Ulasanrakyat.com – Musi Rawas.
Ancaman kebakaran hutan dan lahan (Karhutla) kembali menjadi perhatian serius jajaran Kepolisian Resor Musi Rawas. Di tengah prediksi musim kemarau yang lebih panjang dan kering tahun ini, Kapolres Musi Rawas, AKBP Agung Adhitya Prananta, mengeluarkan peringatan keras kepada masyarakat agar tidak membuka maupun membersihkan lahan dengan cara membakar.
Peringatan tersebut disampaikan langsung Kapolres saat menggelar press release di Ruang Pesat Gatra Mapolres Musi Rawas, Jumat (05/06/2026) sekitar pukul 11.00 WIB, didampingi Wakapolres Kompol Azmi Halim Permana dan Kasat Reskrim AKP Redho.
Dalam keterangannya, Kapolres menegaskan bahwa tidak ada toleransi bagi siapa pun yang melakukan pembakaran hutan dan lahan, termasuk di lahan milik sendiri.

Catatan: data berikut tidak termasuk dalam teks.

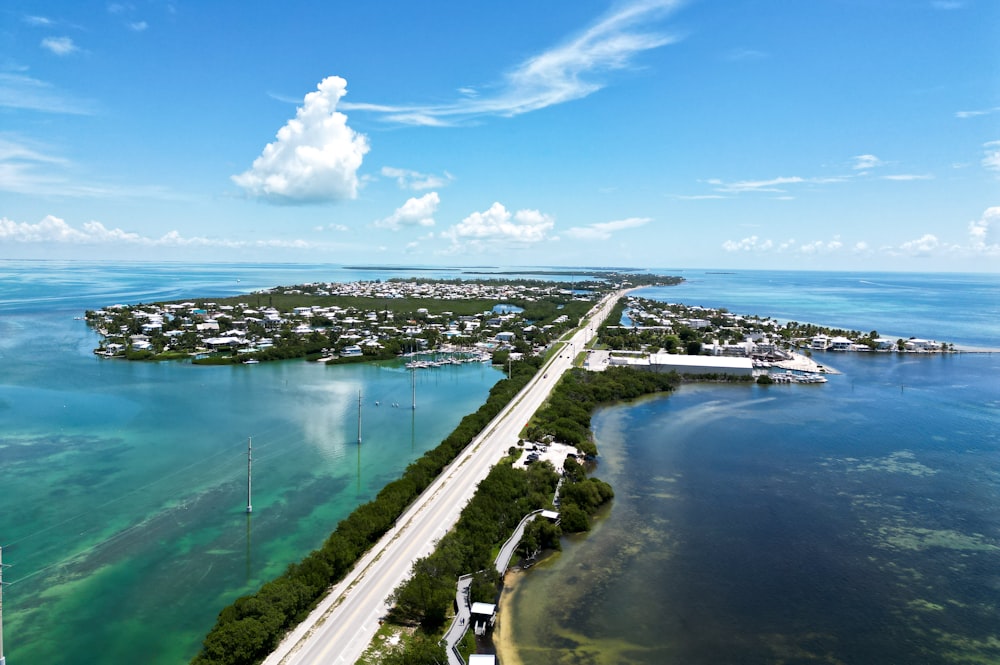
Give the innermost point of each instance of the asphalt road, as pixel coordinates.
(343, 625)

“Kembali saya ingatkan, jangan membakar apa pun saat membuka ataupun membersihkan areal perkebunan. Saya akan tindak tegas sesuai aturan hukum yang berlaku,” tegas AKBP Agung Adhitya Prananta.

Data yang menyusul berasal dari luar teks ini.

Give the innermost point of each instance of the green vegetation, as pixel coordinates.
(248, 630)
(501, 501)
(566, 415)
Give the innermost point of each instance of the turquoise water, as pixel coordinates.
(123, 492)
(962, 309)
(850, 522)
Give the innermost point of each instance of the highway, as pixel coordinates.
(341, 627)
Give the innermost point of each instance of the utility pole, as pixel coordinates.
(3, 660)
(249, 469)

Pernyataan tersebut bukan sekadar imbauan. Saat ini, Polres Musi Rawas telah mengamankan seorang pelaku pembakaran lahan beserta barang bukti yang digunakan dalam aksi tersebut. Penindakan ini menjadi bukti keseriusan aparat kepolisian dalam mencegah Karhutla yang berpotensi menimbulkan kerugian besar bagi masyarakat dan lingkungan.
Kapolres menjelaskan, praktik membakar lahan yang masih sering dilakukan sebagian masyarakat memiliki dampak yang sangat berbahaya. Selain mencemari udara akibat asap dan abu hasil pembakaran, api juga dapat dengan cepat menjalar ke area lain sehingga sulit dikendalikan.

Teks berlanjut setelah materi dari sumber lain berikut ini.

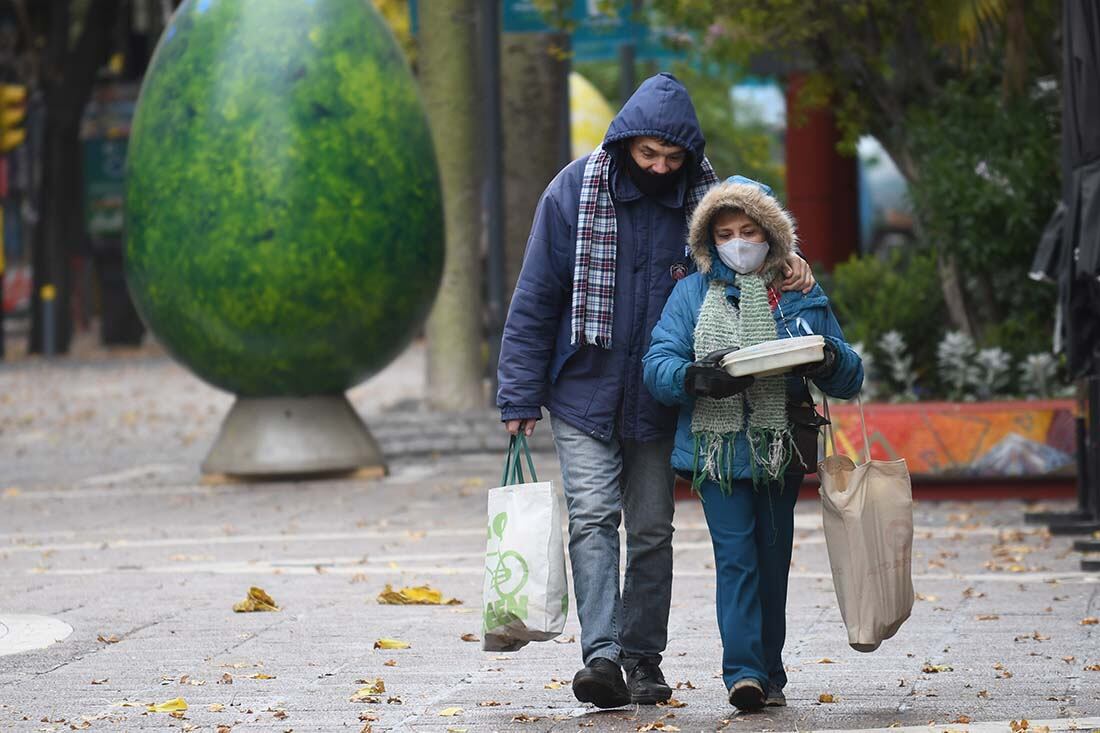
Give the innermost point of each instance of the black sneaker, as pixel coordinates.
(747, 696)
(647, 685)
(602, 685)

“Asap yang ditimbulkan sangat mengganggu kesehatan masyarakat. Belum lagi jika api merambat ke wilayah lain, proses pemadaman menjadi jauh lebih sulit dan berisiko menimbulkan kerugian yang lebih besar,” ujarnya.
Lebih lanjut, Kapolres mengungkapkan bahwa berdasarkan informasi dari BMKG, musim kemarau tahun ini diprediksi lebih kering dan berlangsung lebih lama akibat fenomena El Nino. Kondisi tersebut meningkatkan potensi terjadinya kebakaran hutan dan lahan di berbagai wilayah, termasuk Kabupaten Musi Rawas.
Mengantisipasi hal tersebut, Kapolres telah menginstruksikan seluruh Kapolsek dan Bhabinkamtibmas di wilayah hukum Polres Musi Rawas untuk terus melakukan sosialisasi kepada masyarakat. Langkah pencegahan dilakukan melalui pemasangan spanduk, banner, serta penyampaian imbauan secara langsung kepada warga agar tidak menggunakan api saat membuka maupun membersihkan lahan perkebunan.
Menurutnya, upaya pencegahan Karhutla tidak bisa hanya dibebankan kepada aparat penegak hukum. Dibutuhkan keterlibatan seluruh elemen masyarakat, pemerintah, perusahaan, tokoh masyarakat, hingga organisasi kemasyarakatan untuk bersama-sama membangun kesadaran hukum dan kepedulian terhadap lingkungan.
“Penanganan Karhutla merupakan tugas kita bersama. Semua komponen pembangunan di Kabupaten Musi Rawas harus ikut memberikan edukasi dan penyadaran kepada masyarakat agar tidak lagi membakar hutan dan lahan,” katanya.
Kapolres berharap penangkapan pelaku pembakaran lahan yang telah dilakukan dapat menjadi pelajaran bagi masyarakat lainnya. Ia menegaskan bahwa tindakan membakar lahan bukan hanya melanggar hukum, tetapi juga mengancam keselamatan lingkungan, kesehatan masyarakat, serta keberlangsungan aktivitas ekonomi masyarakat yang terdampak oleh bencana asap.
Dengan musim kemarau yang mulai memasuki fase rawan, Polres Musi Rawas memastikan akan meningkatkan patroli, pengawasan, dan penegakan hukum terhadap setiap aktivitas yang berpotensi memicu kebakaran hutan dan lahan.
Pesan tegas Kapolres Musi Rawas pun jelas: jangan membuka atau membersihkan kebun dengan cara membakar. Selain berisiko menimbulkan bencana, pelakunya juga akan berhadapan dengan proses hukum tanpa pandang bulu.